Завизжала на роликах дверь купе. Пришел сосед. Грузный мужчина лет сорока. Поздоровался, торопливо объяснил, что в другом отделении у него жена и дочь, Придет попозже, только переспать. Попросил не запирать дверь. Повезло Петру Петровичу! Поедет практически один…
 
В Свердловском СВ купе на одного предусматривалось соответствующей инструкцией. Но больно уж оно было маленькое. Только присесть на узенькой дощечке, упираясь коленками в захлопнутую за тобой дверцу, касаясь носом «волчка», в который нет-нет да и заглянет сопровождающий конвоир… Многолюдной была, зато, огромная камера пересыльной тюрьмы, в которую водворили Гришу. Многолюдной, но не слишком переполненной. На полу пришлось лежать всего дней пять. После очередной разгрузки  – большого этапа, Гриша поднялся на нары.
Кого там только не было! Один из соседей – Малеантович. Сын последнего николаевского министра юстиции. Гриша покорил его тем, что, несмотря на свой возраст, успел прочитать «Петербургские трущобы» Крестовского. В награду прослушал лекцию о начальных упражнениях для неофитов Петербургских теософских кружков. Потом – подробный разбор нескольких произведений Алексея Николаевича Толстого. Разбор должен был проиллюстрировать тезис о невозможности для писателя создать героя умнее его самого. Если речь не идет об историческом персонаже… Правда, чаще всего они с Малеантовичем сидели, склонившись над маленькой самодельной шахматной доской с вылепленными из хлебного мякиша фигурками. В камере даже турнир шахматный был организован. Но Гриша со своей третьей категорией, занял в нем какое-то незавидное место…

А колеса то уже стучат: «На Каштак, на Каштак…». Промелькнули за окном Москва-река, стены Андрониковского монастыря... Предлагают чай. «Благодарю, до утра не нужно…». Умыться – и спать. Одно из главных достоинств СВ – отсутствие очереди при выходе на необходимые процедуры…

Это в Свердловске было безразлично, сколько простоишь в подобной очереди.

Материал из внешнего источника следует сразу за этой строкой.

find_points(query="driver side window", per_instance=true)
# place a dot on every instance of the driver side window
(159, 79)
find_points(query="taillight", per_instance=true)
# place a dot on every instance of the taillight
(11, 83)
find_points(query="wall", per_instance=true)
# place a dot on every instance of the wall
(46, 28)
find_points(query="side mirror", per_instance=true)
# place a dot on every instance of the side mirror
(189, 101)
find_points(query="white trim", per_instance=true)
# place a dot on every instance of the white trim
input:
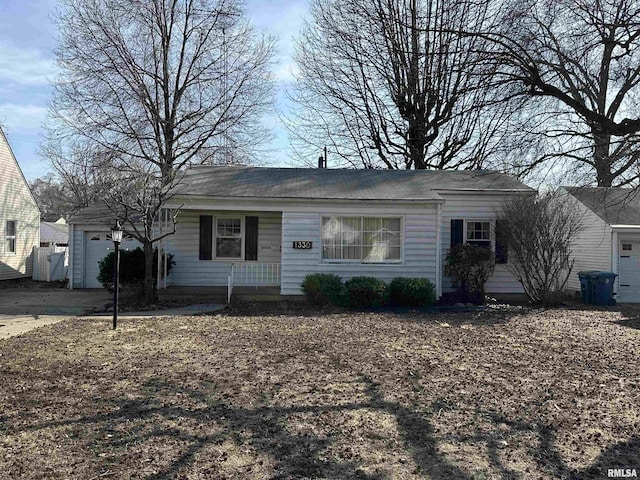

Пока стоишь, глядь, и еще какое-нибудь интересное знакомство. По камере-то ведь не разгуляешься. Хоть и не тесно было, по представлениям тех лет, а пока из конца в конец проберешься, пару раз обязательно кого-нибудь, дремлющего на полу, разбудишь… Основные знакомые – посланные судьбой соседи на нарах, на полу. Дополнительные – в паре на прогулке, в цепочке, что тянется «на оправку». На одной из прогулок, доверительно склонившись к Грише, безликий спутник тихим голосом доброжелательно объяснил, что решение Особого совещания много лучше «для будущего», чем приговор Трибунала или Спец-коллегии… Особенно – если всего пять…  Уж он–то знает…
А в очереди «на оправку», помнится, впервые познакомился Гриша с Георгием. Поразило лицо: умное, энергичное, на редкость некрасивое. Слегка монгольского типа, с сросшимися темными бровями, выпяченным подбородком. Познакомились, как оказалось, надолго. Фамилии начинались с одинаковых буквенных сочетаний. И еще  что-то, по крайней мере, с точки зрения формирователей этапных судеб, было, по-видимому, схожим. Вместе ушли на большой этап, в один и тот же зарешеченный товарный вагон. Потом – на один и тот же лагпункт. Тогда, еще в очереди, выяснилось, что Георгий – радиофизик, доктор наук. Для доктора – молодой. Тридцать два года. Нетерпеливый, раздражительный, острый на язык…

Дверь купе снова заскрипела. На полку брошено постельное белье. Застелить матрасик, надеть наволочку… Так до сих пор и не умылся…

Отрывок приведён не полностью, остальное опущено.